Similar doubt for the 121% proposed expansion in capacity of the TRP plant where additional capex is Rs. 12 crs only.

Am I missing something basic here? Is it that these are just semi-finished products which are then further processed to make finished goods?

Also what could be the potential incremental revenue from these expansion plans given the fact that the company in the past has had low fixed asset T/O and this proposed capex is also not very big?

Regards,
Vivek

6 Likes

Although question is for rajeev sir. I will attempt to answer. Would also love to hear rajeev sirs answer.

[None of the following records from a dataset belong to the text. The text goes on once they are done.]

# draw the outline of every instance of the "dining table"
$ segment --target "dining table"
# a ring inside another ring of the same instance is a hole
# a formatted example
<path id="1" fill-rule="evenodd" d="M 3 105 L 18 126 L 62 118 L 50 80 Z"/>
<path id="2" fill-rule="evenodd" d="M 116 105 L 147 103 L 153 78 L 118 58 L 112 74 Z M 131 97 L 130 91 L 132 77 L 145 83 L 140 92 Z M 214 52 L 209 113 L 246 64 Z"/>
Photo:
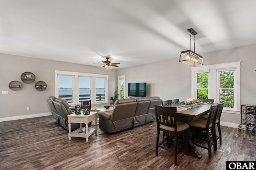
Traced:
<path id="1" fill-rule="evenodd" d="M 202 116 L 210 112 L 211 106 L 216 105 L 216 103 L 199 103 L 194 105 L 184 105 L 179 103 L 173 104 L 166 106 L 167 107 L 175 107 L 177 109 L 176 118 L 180 120 L 186 121 L 194 121 Z M 150 108 L 154 110 L 154 108 Z M 194 157 L 201 159 L 202 155 L 196 149 L 196 145 L 193 143 L 191 138 L 192 133 L 190 132 L 189 148 L 190 154 Z"/>

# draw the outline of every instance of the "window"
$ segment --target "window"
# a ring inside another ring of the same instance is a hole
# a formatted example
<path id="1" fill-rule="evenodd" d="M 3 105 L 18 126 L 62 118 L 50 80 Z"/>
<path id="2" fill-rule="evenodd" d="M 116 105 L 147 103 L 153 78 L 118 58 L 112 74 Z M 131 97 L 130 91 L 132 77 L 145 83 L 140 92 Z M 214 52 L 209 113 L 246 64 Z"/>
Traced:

  1. It is not fair to compare a part of the capex (20cr out of 60cr) with current gross block of plant and machinery since you are discounting the rest of capex, some of which would also go towards plant and machinery, just not at MIDC.
  2. Best form of capex is debottlenecking. Then brownfield. Then Greenfield. This looks like a mix of debottlenecking and brosnfield capex. So it should not be surprising that not that much capex is required to increase capacity by 150%.
  3. Often such small cos keep inventory in factory. By creating a centralized hub they would be able to utilize existing space at factories and would enable them to do brownfield capex.

Having said that, all of this is just speculation on my part. Best way to get an answer would be to reach out to the management or join the August 18 agm and ask this question.

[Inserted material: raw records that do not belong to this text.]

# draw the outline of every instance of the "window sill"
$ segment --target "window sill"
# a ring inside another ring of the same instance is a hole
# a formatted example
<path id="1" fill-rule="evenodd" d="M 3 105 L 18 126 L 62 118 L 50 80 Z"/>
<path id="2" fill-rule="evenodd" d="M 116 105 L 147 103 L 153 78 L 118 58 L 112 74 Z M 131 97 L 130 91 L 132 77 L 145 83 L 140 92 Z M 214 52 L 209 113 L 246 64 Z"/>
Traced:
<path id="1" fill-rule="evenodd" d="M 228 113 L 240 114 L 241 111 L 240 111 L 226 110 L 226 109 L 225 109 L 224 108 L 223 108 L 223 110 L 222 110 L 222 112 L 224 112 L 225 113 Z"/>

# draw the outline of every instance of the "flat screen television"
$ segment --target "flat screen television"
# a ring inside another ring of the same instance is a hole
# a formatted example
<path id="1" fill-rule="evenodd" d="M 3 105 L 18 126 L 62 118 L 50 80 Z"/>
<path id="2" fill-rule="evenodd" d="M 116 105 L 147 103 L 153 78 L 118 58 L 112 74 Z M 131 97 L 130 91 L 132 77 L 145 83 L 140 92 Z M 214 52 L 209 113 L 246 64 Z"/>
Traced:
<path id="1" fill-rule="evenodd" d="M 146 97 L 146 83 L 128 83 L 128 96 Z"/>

Another possibility is that this is only phase 1 of the capex and expansion to 250% capacity might take more time and money than we think.

6 Likes

To my mind the total proposed expansion, both for MIDC plant as well as TRP plant, put together, is to the tune of about 40 to 45% of existing capacity (including de-bottlenecking), which itself is substantial. Post expansion the capacity would go to 270 lakh belts & 4.12 lakh sleeves per year from the existing capacity of 180 lakh belts & 3.39 lakh sleeves. This is my understanding of the issue.

15 Likes

Yes that seems more likely to me as well. However the announcement states that the proposed capacity addition is 270 lac belts per year and 4.12 lac sleeves per year :slight_smile:

2 Likes

Sahil,

Thank you for your indepth analysis. Are your concerns about the auditor quallity resolved in your mind? This has been of concern to me and would appreciate further thoughts from VP readers.